Harrison County Airport is a public use airport located two nautical miles (4 km) south of the central business district of Cadiz, a village in Harrison County, Ohio, United States. It is owned by the Harrison County Airport Authority. This airport was included in the National Plan of Integrated Airport Systems for 2011–2015, which categorized it as a general aviation facility.

== History ==
The airport was originally opened in November 1960. The Hanna Coal Company offered the 74 acre airport to the county in April 1966. However, disputes over mining rights delayed the transfer beyond a dedication ceremony in July. The airport received a state grant in March 1967 and the Hannah Coal Company was awarded a contract to repave and widen the runway in early May. The airport was again dedicated, just over two years after the first attempt, on 18 August 1968.

In 2015, the airport received a $57,000 grant from the Federal Aviation Administration for several improvements, including fixing the airport's rotating beacon, rehabilitating runway pavement markings, and conducting a wildlife hazard assessment.

In 2021, the airport received a $310,846 grant as part of the Federal Aviation Administration's Airport improvement Program during the COVID-19 pandemic.

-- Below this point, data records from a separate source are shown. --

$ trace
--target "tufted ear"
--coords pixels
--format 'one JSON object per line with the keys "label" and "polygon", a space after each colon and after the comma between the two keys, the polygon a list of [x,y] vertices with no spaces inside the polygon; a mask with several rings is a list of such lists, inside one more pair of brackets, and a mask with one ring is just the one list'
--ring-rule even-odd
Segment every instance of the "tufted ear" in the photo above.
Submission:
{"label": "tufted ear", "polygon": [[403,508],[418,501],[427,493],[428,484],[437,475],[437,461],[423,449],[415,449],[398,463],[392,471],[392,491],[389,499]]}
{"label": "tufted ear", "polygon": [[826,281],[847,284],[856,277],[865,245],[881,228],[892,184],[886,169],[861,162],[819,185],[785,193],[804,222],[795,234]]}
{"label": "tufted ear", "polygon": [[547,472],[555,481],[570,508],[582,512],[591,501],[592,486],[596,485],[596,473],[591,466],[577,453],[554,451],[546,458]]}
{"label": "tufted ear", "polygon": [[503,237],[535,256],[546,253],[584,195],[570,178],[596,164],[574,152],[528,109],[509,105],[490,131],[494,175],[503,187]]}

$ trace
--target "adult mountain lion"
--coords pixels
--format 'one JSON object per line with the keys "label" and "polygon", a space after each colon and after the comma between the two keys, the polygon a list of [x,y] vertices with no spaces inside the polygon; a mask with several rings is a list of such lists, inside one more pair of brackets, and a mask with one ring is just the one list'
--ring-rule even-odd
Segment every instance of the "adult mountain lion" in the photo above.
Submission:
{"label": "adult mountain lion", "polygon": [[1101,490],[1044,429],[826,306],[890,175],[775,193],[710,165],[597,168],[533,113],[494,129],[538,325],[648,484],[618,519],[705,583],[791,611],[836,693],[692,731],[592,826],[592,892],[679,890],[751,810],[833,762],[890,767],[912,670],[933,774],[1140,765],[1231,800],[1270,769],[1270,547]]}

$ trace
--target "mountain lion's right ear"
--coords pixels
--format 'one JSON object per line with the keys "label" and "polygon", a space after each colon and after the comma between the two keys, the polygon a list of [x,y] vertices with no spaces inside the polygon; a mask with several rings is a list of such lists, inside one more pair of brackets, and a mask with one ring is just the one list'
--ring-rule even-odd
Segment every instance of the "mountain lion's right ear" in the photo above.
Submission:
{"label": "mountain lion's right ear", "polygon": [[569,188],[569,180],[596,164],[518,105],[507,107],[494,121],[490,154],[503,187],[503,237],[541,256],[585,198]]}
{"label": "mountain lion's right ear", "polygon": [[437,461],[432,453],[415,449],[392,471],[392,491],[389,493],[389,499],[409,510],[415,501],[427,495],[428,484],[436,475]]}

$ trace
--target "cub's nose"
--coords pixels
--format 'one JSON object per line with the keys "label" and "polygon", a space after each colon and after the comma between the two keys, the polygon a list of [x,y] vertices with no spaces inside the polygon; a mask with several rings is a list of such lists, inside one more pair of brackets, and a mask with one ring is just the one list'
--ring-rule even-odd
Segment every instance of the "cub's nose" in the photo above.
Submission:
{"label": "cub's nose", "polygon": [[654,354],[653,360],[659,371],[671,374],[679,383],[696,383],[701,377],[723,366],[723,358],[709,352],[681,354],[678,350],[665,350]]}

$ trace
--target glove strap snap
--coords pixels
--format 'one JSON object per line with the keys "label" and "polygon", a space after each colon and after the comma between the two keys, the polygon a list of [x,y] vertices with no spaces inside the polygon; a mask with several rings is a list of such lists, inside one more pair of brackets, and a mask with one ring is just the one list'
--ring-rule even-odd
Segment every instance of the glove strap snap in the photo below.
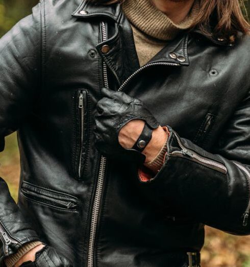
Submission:
{"label": "glove strap snap", "polygon": [[132,149],[142,152],[152,138],[153,130],[145,123],[143,129]]}

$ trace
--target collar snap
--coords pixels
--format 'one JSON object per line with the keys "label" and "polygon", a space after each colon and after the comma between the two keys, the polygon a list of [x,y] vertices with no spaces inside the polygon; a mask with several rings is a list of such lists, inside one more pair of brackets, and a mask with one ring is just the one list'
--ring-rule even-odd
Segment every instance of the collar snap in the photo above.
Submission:
{"label": "collar snap", "polygon": [[81,15],[87,15],[89,12],[86,10],[81,10],[79,13]]}

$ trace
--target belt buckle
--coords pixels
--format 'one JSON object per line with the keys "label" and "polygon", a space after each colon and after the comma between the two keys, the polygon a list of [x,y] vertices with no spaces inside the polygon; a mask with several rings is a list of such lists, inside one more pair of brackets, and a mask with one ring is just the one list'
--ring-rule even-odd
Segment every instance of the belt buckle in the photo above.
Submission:
{"label": "belt buckle", "polygon": [[[187,252],[187,254],[188,256],[188,267],[198,267],[197,265],[197,253],[196,252]],[[193,265],[194,262],[195,262],[194,265]]]}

The airport used the money to relocate the airport's taxiway to make enough room for safety margins for the runway. Subsequently, the fuel farm, sewer pump station, and access road also needed to be moved. The airport received an additional $1.96 million in 2022 to help with the project.

== Facilities and aircraft ==
Harrison County Airport covers an area of 8 acres (3 ha) at an elevation of 1,174 feet (358 m) above mean sea level. It has one runway designated 13/31 with an asphalt surface measuring 4,154 by 75 feet (1,266 x 23 m).

For the 12-month period ending June 17, 2022, the airport had 4,992 aircraft operations, an average of 96 per week. It included 99% general aviation and 1% military. For the same time period, there were 22 aircraft based at the airport, all single-engine airplanes. This is down from 11,900 aircraft movements and 25 based aircraft in 2010.

The airport has a fixed-base operator that sells fuel and offers limited services.

== Accidents and incidents ==

- On August 17, 2016, a Sport Trainer aircraft was substantially damaged while landing at the Harrison County Airport. The pilot of the tailwheel equipped airplane reported that, during landing, the airplane touched down and veered to the left. The pilot further reported that he applied right rudder, but accidentally caught the right heel brake and the airplane veered off the runway to the right and subsequently nosed over. The probable cause of the accident was found to be the pilot's failure to maintain directional control during landing and the unintentional right brake application, which resulted in a runway excursion and a nose over.